Serveuse pleine de tchatche, Marie-Line (Louane, La Famille Bélier) n’a guère d’horizon au-delà de son Havre natal. Son père docker a perdu sa jambe dans un accident du travail, l’école n’a pas vraiment voulu d’elle. Alors quand le beau et cultivé Alexandre (Victor Belmondo) lui fait de l’œil, elle fond. Mais quel avenir ont un passionné de cinéma et une néophyte qui pense que François Truffaut est le fondateur des jardineries du même nom? La rupture est brutale et lâche.

Dans sa douleur, la jeune femme en vient aux mains. La voici déférée au tribunal où le juge (Michel Blanc bougon et sauvage à souhait) lui assène ses quatre vérités. Mais par un curieux jeu de hasard, Marie-Line va devenir son chauffeur. Leur cohabitation, leur franchise abrasive va pousser chacun à confronter ses peurs pour renouer avec ses ambitions et rêves.

En dépit d’une bande-annonce suggérant une comédie intergénérationnelle, Marie-Line et le juge est plutôt une fable sur le déterminisme social mélancolique. La sincérité et la spontanéité de Louane et Michel Blanc ne suffisent pas entièrement à nous convaincre de la véracité ou de la portée du propos prévisible. Ce joli duo tourne un peu trop en rond. C.J.

Drame de Vanessa Filho, 1h59

«J’étais avec Gabriel, maman. Il m’a écrit un poème.» «Il est dans ta classe ?», répond la mère ingénument à son enfant. Comme dans les contes de Perrault, elle n’a pas vu le loup venir. Le spectateur, si, qui connaît l’histoire de Vanessa Springora, à travers son récit Le Consentement, qui racontait comment l’écrivain Gabriel Matzneff avait abusé d’elle et en avait fait sa chose alors qu’elle n’avait pas encore 14 ans.

Publié en 2020, l’ouvrage a fait l’effet d’une bombe dans le milieu littéraire parisien, qui, après quelques circonvolutions et toussotements, bannit celui qu’il avait encensé plus de quarante ans durant. «C’est un pédophile!», s’étrangle Laetitia Casta, qui interprète la mère de la jeune Vanessa (Kim Higelin) dans le film de Vanessa Filho. Qu’importe que Gabriel ait 50 ans et elle 14. Dans le rôle du pédophile Jean-Paul Rouve, aminci, chauve et précieux met ses lunettes noires à l’extérieur et les enlève à l’intérieur dans l’intimité de sa garçonnière où il abuse de sa jeune proie. Fallait-il faire un film de ce récit qui imposa avec force sa vérité ? C’est la question que l’on se pose en sortant de cette projection pénible. L’un des arguments des producteurs vise à faire connaître ce texte sur l’emprise et la dépossession à un public qui ne connaît pas Gabriel Matzneff.

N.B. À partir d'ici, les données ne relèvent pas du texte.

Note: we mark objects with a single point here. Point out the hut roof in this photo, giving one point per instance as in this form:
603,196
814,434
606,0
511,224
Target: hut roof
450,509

L’auteur n’était pas nommé dans le livre de Vanessa Springora, sinon par la lettre G. Il est ici clairement identifié et cité, mais, en réduisant le personnage à sa seule dimension perverse, on peine à comprendre comment une adolescente a pu succomber à son charme. Il aurait été intéressant de décentrer le récit en s’attachant à décrire ce milieu si complaisant avec l’homme mûr s’affichant avec des adolescentes. Le film rate cette occasion de peindre cette société dans ses nuances les plus séduisantes comme les plus sombres. F.D.